Open harlantwood opened 5 years ago

harlantwood commented 5 years ago

Idea

Decentralized Self Sovereign Isomorphic Trust Graphs

What if all our decentralized apps and platforms could share trust/ratings/attestation information, in the form of portable cryptographically signed claims?

What if this self-sovereign, user owned and controlled, privately sharable trust network could become the backbone to unite our many disparate decentralized web apps and platforms?

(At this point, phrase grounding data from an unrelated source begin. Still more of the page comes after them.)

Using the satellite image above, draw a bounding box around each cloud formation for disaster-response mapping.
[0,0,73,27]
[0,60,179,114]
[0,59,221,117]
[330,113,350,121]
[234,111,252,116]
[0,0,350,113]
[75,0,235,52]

Finally, what if by uniting our networks in this way we could snowball into an effectively larger, deeper, more powerful network effect than today's legacy social networks and chat apps?

Critical Features

Here are the features that seem to me most needed to make this work well:

Trust Graph project

A small team, including myself and fellow DWebCamper Noah Thorp have been working off and on for several years on the open source decentralized ratings platform Trust Graph, which has all of these goals, but still has a long way to go to achieve them. We've learned a lot along the way, and want to offer that here; but we're also unattached to any one solution; we are suggesting here the building blocks for a generic solution, and together the community can choose to use components of Trust Graph or other projects or build from scratch.

Skillsets

What skillsets would be useful to develop this idea?

  1. Collaboration with various projects to integrate and share trust information
  2. Help with finalizing and documenting interchange format
  3. Reference implementations using a variety of platforms, formats, apps

Contact

I'm new to Matrix; my username is showing up as@harlantwood:matrix.org on #dweb-camp-2019-projects:matrix.org

I'm also @harlan on the Decentralized Web Slack group.

I'm also @harlantwood on Twitter.

aquabu commented 5 years ago

+1 @harlantwood

+ Reasoning Engine For Attestations

It would also be great to prototype a reasoning engine for attestations - along the lines of Prolog / Datalog. Ideally this would provide some common rules of inference to make sense of the implications of the attestations for specific use cases.

Here are some reasoning_engine(trust_graph, inference) use cases that are especially interesting to me.

Use Cases

Journalism Attestations

This will be extra important for upcoming election seasons where there are strong incentives for nearly all campaigns to distort and amplify claims to benefit their election goals. The same mechanisms for validating claims are also useful inputs to DAO communities as they scale and need to communicate truthfully with DAO members (human or machine). The data model that we came up with during Web of Trust was like this:

For Journalism cryptographically signed attestations indicating where video & photos originate from will be especially important as we enter into the era of deep fakes. Adding GPS proofs would be an additional step. Even if narratives vary, having a grounding in what did or did not occur can temper demagog-ery.

Portable Reputation For Work Platforms

My view is that portable reputation for work should be more like an asset (proof of awesome) and less like a liability (social credit score). Thus the portable reputation should be related to what you have achieved in a positive sense. We modeled something like this here for a project called WorkNation

Computational Law

Smart contract oracles are dependent on verifying certain worldly facts through various means. Legal contracts are dependent on determining the proper functioning of smart contracts and the truth value of certain factual statements. Attestations plus a reasoning engine implemented as a non Turing complete cellular automoton would be quite useful for bridging the worlds of law and computational contracts. I am not only referring to the smart contract code part. I also mean the computational representation of human readable legal documents that are required for a contract to be recognized and interpreted by a legal jurisdiction.

For example, see the good work of Mark D. Flood and Oliver R. Goodenough on [Legal] Contract as Automaton: The Computational Representation of Financial Agreements. This work is directly related to DAO decision making. Co-author Oliver Goodenough was instrumental in creating legislation for the Vermont Blockchain Based LLC which is designed to create a limited liability structure for decentralized orgs of which Dorg.tech is the first.

An example would be the reasoning for when to distribute payment for an insurance contract based on attestations about worldly events.